Ma è magica soprattutto l'evocazione del mondo infantile, le case, le zie, e lui che passeggia chiuso nel suo cappottino con il collo di pelliccia. E poi i giocattoli, le puerili golosità, il batuffolo di calze raggomitolate su se stesse, «mi insegnò che forma e contenuto, custodia e custodito sono la stessa cosa. Mi educò a estrarre la verità dalla poesia con la stessa cautela con cui la mano infantile estraeva il calzino della borsa». Tramite Benjamin rinvieni le orme della tua infanzia: il regno dei giocattoli e i soldatini, miniatura di un mondo, il mitico verbo che ci reincantava nell'altrove, «io ero...», la preferenza per una rozza spada di legno perché più spoglio è l'oggetto, più fervida è l'opera della fantasia; gli angoli proibiti di casa, dietro la tenda del salotto, dove abitava -nella visione onirica dell'infanzia- uno strano animale dagli occhi spiritati, impropriamente battezzato armadillo, che poi spariva in presenza d'adulti. Risalgono quei fotogrammi puerili come fossero d'un film.

Benjamin s'inoltra nel rapporto con la lettura che lo avvolgeva come una nevicata, i libri che lo fascinavano come in un incantesimo, i luoghi popolati da figure immaginarie uscite dai libri. Meno felici sono le pagine dedicate al teatro proletario dei bambini, «fondamentale per l'educazione bolscevica», l'entusiasmo per il comunismo pedagogico con i suoi organi collettivi «infallibili». Segni di un'infatuazione per il comunismo e per i suoi «lupetti» devoti a Lenin e a Stalin (copia conforme dei figli della lupa fascisti devoti al Duce). Salvo poi consigliare ai licei di seguire con pari entusiasmo la lezione di Nietzsche.

Nella sua metafisica dell'infanzia, Benjamin riconosce al bambino uno statuto speciale: quello di abitare in una dimensione ulteriore, di far parlare le cose, di animare gli oggetti e i luoghi. I bambini manipolano e rielaborano fiabe e cose, vedono entità che non sono visibili all'occhio adulto, agiscono sul mondo tramite «quell'antica connessione di anima, occhio e mano». Forse perché è ancora fresca nei bambini l'impronta dell'altrove.

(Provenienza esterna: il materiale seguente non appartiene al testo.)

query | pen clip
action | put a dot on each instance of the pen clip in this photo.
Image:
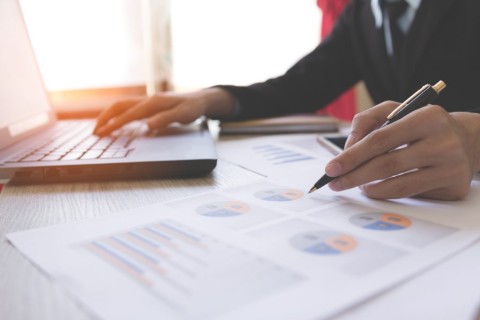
(401, 106)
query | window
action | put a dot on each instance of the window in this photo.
(93, 52)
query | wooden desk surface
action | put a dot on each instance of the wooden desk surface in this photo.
(26, 293)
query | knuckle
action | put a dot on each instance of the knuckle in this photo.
(378, 141)
(388, 166)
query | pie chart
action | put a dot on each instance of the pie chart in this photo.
(381, 221)
(279, 194)
(323, 242)
(223, 209)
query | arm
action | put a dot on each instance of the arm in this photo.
(312, 82)
(430, 153)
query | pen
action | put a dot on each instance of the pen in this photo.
(422, 97)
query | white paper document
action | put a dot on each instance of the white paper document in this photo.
(275, 155)
(265, 250)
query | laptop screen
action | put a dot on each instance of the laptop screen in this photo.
(24, 103)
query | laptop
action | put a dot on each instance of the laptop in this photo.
(35, 147)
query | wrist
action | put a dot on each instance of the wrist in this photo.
(218, 103)
(471, 123)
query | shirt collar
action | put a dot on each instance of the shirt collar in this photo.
(377, 11)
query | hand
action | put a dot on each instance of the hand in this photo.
(429, 153)
(162, 109)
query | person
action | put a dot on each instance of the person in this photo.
(441, 42)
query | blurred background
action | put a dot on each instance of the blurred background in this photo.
(94, 52)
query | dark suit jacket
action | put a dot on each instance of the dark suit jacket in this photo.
(443, 43)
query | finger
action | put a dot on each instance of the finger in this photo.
(367, 121)
(417, 155)
(113, 111)
(141, 110)
(163, 119)
(411, 128)
(406, 185)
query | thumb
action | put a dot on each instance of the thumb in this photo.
(365, 122)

Al bambino filosofo dedicò un saggio tre anni fa Alison Gopnik (uscito nel 2010 da Bollati Boringhieri). Se la filosofia nasce dalla meraviglia, come c'insegnarono Platone e Aristotele, il bambino è naturaliter filosofo. Per Gopnik i bambini c'insegnano a dire la verità, ad amare e capire il senso della vita; sono assidui frequentatori di «paracosmi», mondi paralleli, magici e onirici ma vitali.

Chiave metafisica di quell'attitudine è Lo Stupore infantile a cui Elémire Zolla dedicò un saggio evocativo. Ma queste esperienze ci riconducono agli inizi del Novecento, al bistrattato Fanciullino di Giovanni Pascoli che abita dentro l'adulto, alla fantastica Storia di Pipino nato vecchio e morto bambino di Giulio Gianelli e al ruolo centrale dell'infanzia nella psicanalisi di Freud. Secondo Curzio Malaparte dentro di noi giace un bambino morto. Invece quel bambino è vivo e vivace, può distruggerci, ma ancor più può salvarci.

Ci dona una vita ulteriore; il miraggio e l'attesa di trascendere l'oggi, liberando l'intelligenza e aprendosi all'esperienza del mistero, del mito, del sacro. In quell'altrove si muove a suo agio il bambino interiore.

Lui può condurci, tenendoci per mano, in quel mondo ulteriore, dove il visibile s'intreccia all'invisibile, quel che è morto vive e quel che vive si trasforma; dove tutto è animato e niente è come appare.